Big Black Hole, Little Neutron Star: Magnetic Dipole Fields in the Rindler Spacetime

TL;DR

This paper derives exact analytic solutions for electromagnetic fields of a magnetic dipole near a black hole horizon, revealing potential electromagnetic signals from black hole-neutron star mergers that could serve as observable counterparts to gravitational waves.

Contribution

It provides the first exact solutions for magnetic dipoles in Rindler spacetime and analyzes the electromagnetic power output during black hole-neutron star inspiral.

Findings

Voltage up to ~10^16 statvolts generated by the black hole battery.

Projected luminosity of about 10^42 ergs/s for typical parameters.
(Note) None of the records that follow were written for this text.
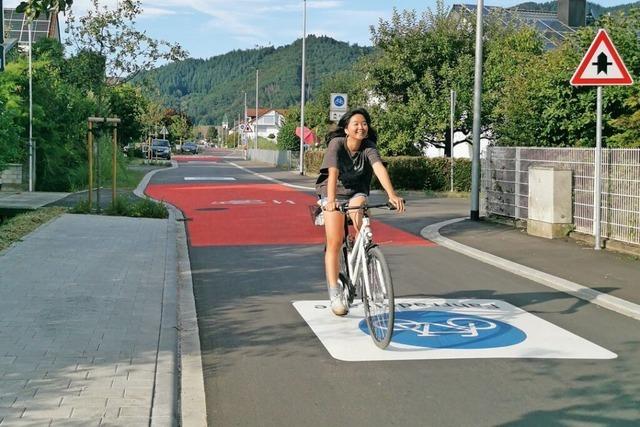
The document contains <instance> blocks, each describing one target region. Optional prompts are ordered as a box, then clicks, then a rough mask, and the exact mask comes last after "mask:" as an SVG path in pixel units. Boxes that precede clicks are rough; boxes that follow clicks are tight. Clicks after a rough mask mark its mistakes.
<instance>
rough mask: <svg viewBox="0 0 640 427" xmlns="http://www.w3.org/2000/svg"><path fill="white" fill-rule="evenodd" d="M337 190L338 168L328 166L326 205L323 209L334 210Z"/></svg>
mask: <svg viewBox="0 0 640 427" xmlns="http://www.w3.org/2000/svg"><path fill="white" fill-rule="evenodd" d="M337 191H338V168H334V167H330V168H329V177H328V178H327V206H326V207H325V210H327V211H329V212H332V211H334V210H336V192H337Z"/></svg>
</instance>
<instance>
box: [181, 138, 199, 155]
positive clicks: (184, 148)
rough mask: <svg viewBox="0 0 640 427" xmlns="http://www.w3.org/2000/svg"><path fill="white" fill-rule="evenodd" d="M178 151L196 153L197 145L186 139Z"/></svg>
mask: <svg viewBox="0 0 640 427" xmlns="http://www.w3.org/2000/svg"><path fill="white" fill-rule="evenodd" d="M180 151H182V152H183V153H190V154H198V145H197V144H196V143H195V142H193V141H187V142H185V143H184V144H182V147H180Z"/></svg>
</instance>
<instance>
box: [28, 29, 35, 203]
mask: <svg viewBox="0 0 640 427" xmlns="http://www.w3.org/2000/svg"><path fill="white" fill-rule="evenodd" d="M32 26H33V19H31V18H29V19H28V26H27V30H28V32H29V36H28V37H29V192H32V191H33V187H34V185H33V181H34V179H33V178H34V175H35V174H34V171H33V169H34V166H35V162H34V160H35V159H34V149H33V69H32V57H31V50H32V47H33V42H32V40H31V27H32Z"/></svg>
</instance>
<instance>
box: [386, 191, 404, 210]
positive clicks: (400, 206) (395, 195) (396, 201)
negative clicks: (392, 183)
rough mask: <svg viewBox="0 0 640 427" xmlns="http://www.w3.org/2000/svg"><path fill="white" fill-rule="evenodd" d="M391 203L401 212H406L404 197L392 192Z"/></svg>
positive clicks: (394, 206)
mask: <svg viewBox="0 0 640 427" xmlns="http://www.w3.org/2000/svg"><path fill="white" fill-rule="evenodd" d="M389 203H391V204H392V205H393V206H394V207H395V208H396V210H397V211H398V212H399V213H400V212H404V199H403V198H402V197H399V196H398V195H397V194H392V195H390V196H389Z"/></svg>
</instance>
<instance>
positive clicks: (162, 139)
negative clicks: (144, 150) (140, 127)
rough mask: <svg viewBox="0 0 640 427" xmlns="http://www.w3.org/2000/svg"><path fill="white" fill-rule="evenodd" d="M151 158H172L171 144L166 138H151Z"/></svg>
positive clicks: (169, 158)
mask: <svg viewBox="0 0 640 427" xmlns="http://www.w3.org/2000/svg"><path fill="white" fill-rule="evenodd" d="M151 158H154V159H155V158H160V159H167V160H171V144H169V141H167V140H166V139H152V140H151Z"/></svg>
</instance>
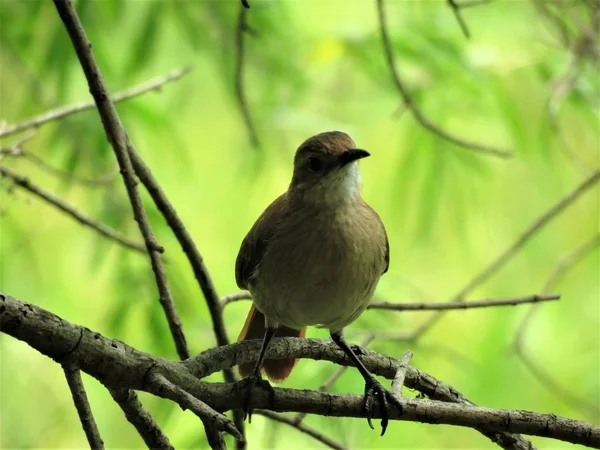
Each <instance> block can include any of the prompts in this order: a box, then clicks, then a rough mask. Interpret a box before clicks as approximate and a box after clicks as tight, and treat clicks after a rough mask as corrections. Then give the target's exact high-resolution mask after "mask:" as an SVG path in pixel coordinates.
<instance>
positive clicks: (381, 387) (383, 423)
mask: <svg viewBox="0 0 600 450" xmlns="http://www.w3.org/2000/svg"><path fill="white" fill-rule="evenodd" d="M376 398H377V399H378V401H379V408H380V410H381V436H383V435H384V434H385V430H386V428H387V425H388V402H389V403H391V404H393V405H395V406H396V407H397V408H398V411H400V414H402V403H400V400H399V399H398V398H397V397H396V396H395V395H394V394H392V393H391V392H390V391H388V390H387V389H386V388H384V387H383V386H382V385H381V383H380V382H379V381H377V380H376V379H375V378H371V379H370V380H367V382H366V384H365V398H364V401H363V410H364V413H365V416H366V417H367V422H369V426H370V427H371V429H373V430H374V429H375V428H374V427H373V423H372V422H371V419H372V418H373V416H374V413H375V399H376Z"/></svg>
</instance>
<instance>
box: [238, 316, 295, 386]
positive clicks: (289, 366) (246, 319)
mask: <svg viewBox="0 0 600 450" xmlns="http://www.w3.org/2000/svg"><path fill="white" fill-rule="evenodd" d="M264 335H265V316H264V315H263V313H261V312H260V311H259V310H258V309H256V307H255V306H254V305H252V307H251V308H250V311H249V312H248V317H247V318H246V323H245V324H244V328H243V329H242V332H241V333H240V336H239V337H238V342H240V341H247V340H249V339H263V337H264ZM305 335H306V328H302V329H301V330H292V329H291V328H288V327H284V326H281V327H279V328H278V329H277V333H276V334H275V337H304V336H305ZM255 364H256V361H251V362H248V363H244V364H240V367H239V369H240V375H241V376H242V377H246V376H248V375H249V374H250V373H251V372H252V370H253V369H254V365H255ZM295 365H296V359H295V358H288V359H265V362H264V364H263V369H264V371H265V373H266V374H267V377H268V378H269V380H271V381H273V382H276V383H277V382H281V381H283V380H285V379H286V378H287V377H288V376H289V375H290V373H291V372H292V369H293V368H294V366H295Z"/></svg>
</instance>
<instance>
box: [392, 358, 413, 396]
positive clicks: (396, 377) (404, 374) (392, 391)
mask: <svg viewBox="0 0 600 450" xmlns="http://www.w3.org/2000/svg"><path fill="white" fill-rule="evenodd" d="M411 359H412V352H411V351H410V350H406V351H405V352H404V354H403V355H402V358H400V363H399V366H398V370H397V371H396V375H395V376H394V379H393V380H392V393H393V394H394V395H395V396H396V397H402V388H403V387H404V379H405V378H406V371H407V370H408V365H409V364H410V360H411Z"/></svg>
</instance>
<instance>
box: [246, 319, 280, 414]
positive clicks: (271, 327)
mask: <svg viewBox="0 0 600 450" xmlns="http://www.w3.org/2000/svg"><path fill="white" fill-rule="evenodd" d="M276 331H277V328H275V327H268V328H267V329H266V330H265V336H264V338H263V344H262V347H261V348H260V353H259V355H258V360H257V361H256V365H255V366H254V369H253V370H252V372H251V373H250V375H248V376H247V377H246V378H244V379H243V380H242V381H241V382H242V383H243V385H244V390H245V391H246V394H245V395H246V399H245V400H244V420H246V417H248V422H252V392H253V390H254V387H255V386H256V385H258V386H260V387H262V388H264V389H266V390H267V391H269V395H270V396H273V395H274V391H273V387H272V386H271V385H270V384H269V382H268V381H267V380H263V379H262V376H261V375H260V371H261V368H262V365H263V362H264V359H265V354H266V353H267V349H268V348H269V344H270V343H271V340H272V339H273V336H275V332H276Z"/></svg>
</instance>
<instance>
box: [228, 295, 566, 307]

Larger black holes produce less electromagnetic power at fixed gravitational radii.

Abstract

As a black hole and neutron star approach during inspiral, the field lines of a magnetized neutron star eventually thread the black hole event horizon and a short-lived electromagnetic circuit is established. The black hole acts as a battery that provides power to the circuit, thereby lighting up the pair just before merger. Although originally suggested as a promising electromagnetic counterpart to gravitational-wave detection, the luminous signals are promising more generally as potentially detectable phenomena, such as short gamma-ray bursts. To aid in the theoretical understanding, we present analytic solutions for the electromagnetic fields of a magnetic dipole in the presence of an event horizon. In the limit that the neutron star is very close to a Schwarzschild horizon, the Rindler limit, we can solve Maxwell's equations exactly for a magnetic dipole on an arbitrary worldline. We present these solutions here and investigate a proxy for a small segment of the neutron star orbit around a big black hole. We find that the voltage the black hole battery can provide is in the range ~10^16 statvolts with a projected luminosity of 10^42 ergs/s for an M=10M_sun black hole, a neutron star with a B-field of 10^12 G, and an orbital velocity ~0.5c at a distance of 3M from the horizon. Larger black holes provide less power for binary separations at a fixed number of gravitational radii. The black hole/neutron star system therefore has a significant power supply to light up various elements in the circuit possibly powering jets, beamed radiation, or even a hot spot on the neutron star crust.